Comunque, quando ancora ero infervorato dal fuoco della libertà, scrissi anche alla mia amica esperta di legge: molto intelligente, preparata e, soprattutto, paziente con le mie “strane” richieste.
Stavolta però non mi ha dato direttamente particolari spunti utili: è sostanzialmente d’accordo con la posizione del mio amico secondo la quale FB, essendo privato, può fare quello che vuole. Inoltre rigetta la mia obiezione sulla funzione di pubblica utilità (o come avevo stabilito che si dicesse!) di tale rete sociale: lo considera solo un passatempo da usare con prudenza…

La mia risposta alla sua epistola però mi è stata utile: come spesso accade mi ha infatti permesso di mettere a fuoco un concetto importante che, in parte, avevo già intuito ma che non avevo ancora esplicitato.

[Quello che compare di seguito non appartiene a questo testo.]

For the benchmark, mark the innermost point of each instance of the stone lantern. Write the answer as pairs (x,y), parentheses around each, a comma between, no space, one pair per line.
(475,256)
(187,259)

In Il fascismo per Pasolini accenno a un concetto che poi riprendo e amplio nell’Epitome ([E] 11.3) e che sostanzialmente è il seguente: l’abitudine, il fare quotidiano, determina la morale anticipandola nella sua sostanza. L’uomo infatti deve sempre giustificare, almeno inconsciamente, il proprio comportamento: inevitabilmente quindi arriverà a definirsi una propria “morale” che lo spieghi e, anzi, lo renda degno se non lodevole. Se la maggioranza della popolazione adotta quindi nuovi usi o costumi allora, magari più lentamente, ma anche la morale popolare si adatterà a essi giustificandoli.
Ma chi aveva già scritto, prima di me, dell’abitudine sebbene io lo abbia scoperto solo da pochi giorni? Esatto: Sant’Agostino (v. Le catene della Apple).

Cito dalla mia risposta all’amica:
«...
per Sant'Agostino dalla debolezza della volontà deriva il vizio, dal vizio l'abitudine e dall'abitudine la necessità. È questo passaggio finale a mio avviso quello chiave perché è il meno metafisico e il più psicologico: dall'abitudine deriva la necessità.
Ciò che quindi è usato da tutti abitualmente diviene una necessità e come tale dovrebbe essere trattato. Magari ancora, come del resto tu mi confermi, non ve n'è la percezione conscia ma la tendenza è questa.
Del resto altrove io, ma anche Pasolini, diciamo che è l'abitudine a generare la morale (alla quale, con un ulteriore ritardo, si adegua la legge) anticipandola: per questo trovo forse normale che generi anche una necessità.
...»

In poche parole (mi dispiace farle perdere tempo) ho cercato di sintetizzare il mio ragionamento che ho più ampiamente esposto qui.
Che dall’abitudine derivi la necessità non è un concetto religioso ma una profonda intuizione psicologica: non per niente ho anche vaghi ricordi di aforismi in cui si scherza sul concetto estremo che un lusso, una volta conosciuto, diventi una necessità.

Ma se allora FB, usato da tutti e tutti abituati a esso, è una necessità, per giunta senza alternative ma anzi in una posizione di monopolio delle reti sociali, allora sarebbe giusto considerarlo come un bene essenziale. E questo comporterebbe, sfortunatamente per il privato che lo gestisce, anche importanti obblighi: primo fra tutti, visto che FB è un mezzo di comunicazione, la libertà d’espressione (e quindi di pensiero) di tutti i suoi utenti.

Ovviamente questa mia posizione è un po’ troppo avanti nel tempo: come mi ha dimostrato questa mia amica, ancora molte persone non considerano FB un bene essenziale. Non si rendono conto di quale sia la tendenza.
Sarebbe interessante a questo riguardo fare un sondaggio con le persone che hanno meno di trent’anni con la domanda “Ritenete FB essenziale? Potreste cioè fare a meno di esso?”.
È un po’ come la rete Internet: oramai è, giustamente, considerata un bene essenziale.

Insomma dovremmo aspettare ancora una ventina d’anni, che FB combini cioè qualcosa di veramente grave e che susciti sdegno, prima di intervenire con una regolamentazione adeguata a queste nuove esigenze. Sempre però che allora si abbia ancora la libertà e il potere di fare qualcosa al riguardo…

Conclusione: ecco quindi un nuovo importante concetto: l’abitudine determina la morale e la necessità.

Nota (*1): In verità ricordo anche il momento esatto in cui mi sono reso conto di questo problema di fondo. Gli avevo segnalato un articolo in cui si spiegava di come anche la pagina del nuovo partito di Diego Fusaro fossa stata censurata e lui la ripubblicò accompagnandola con un commento del tipo “Finalmente!” o roba del genere.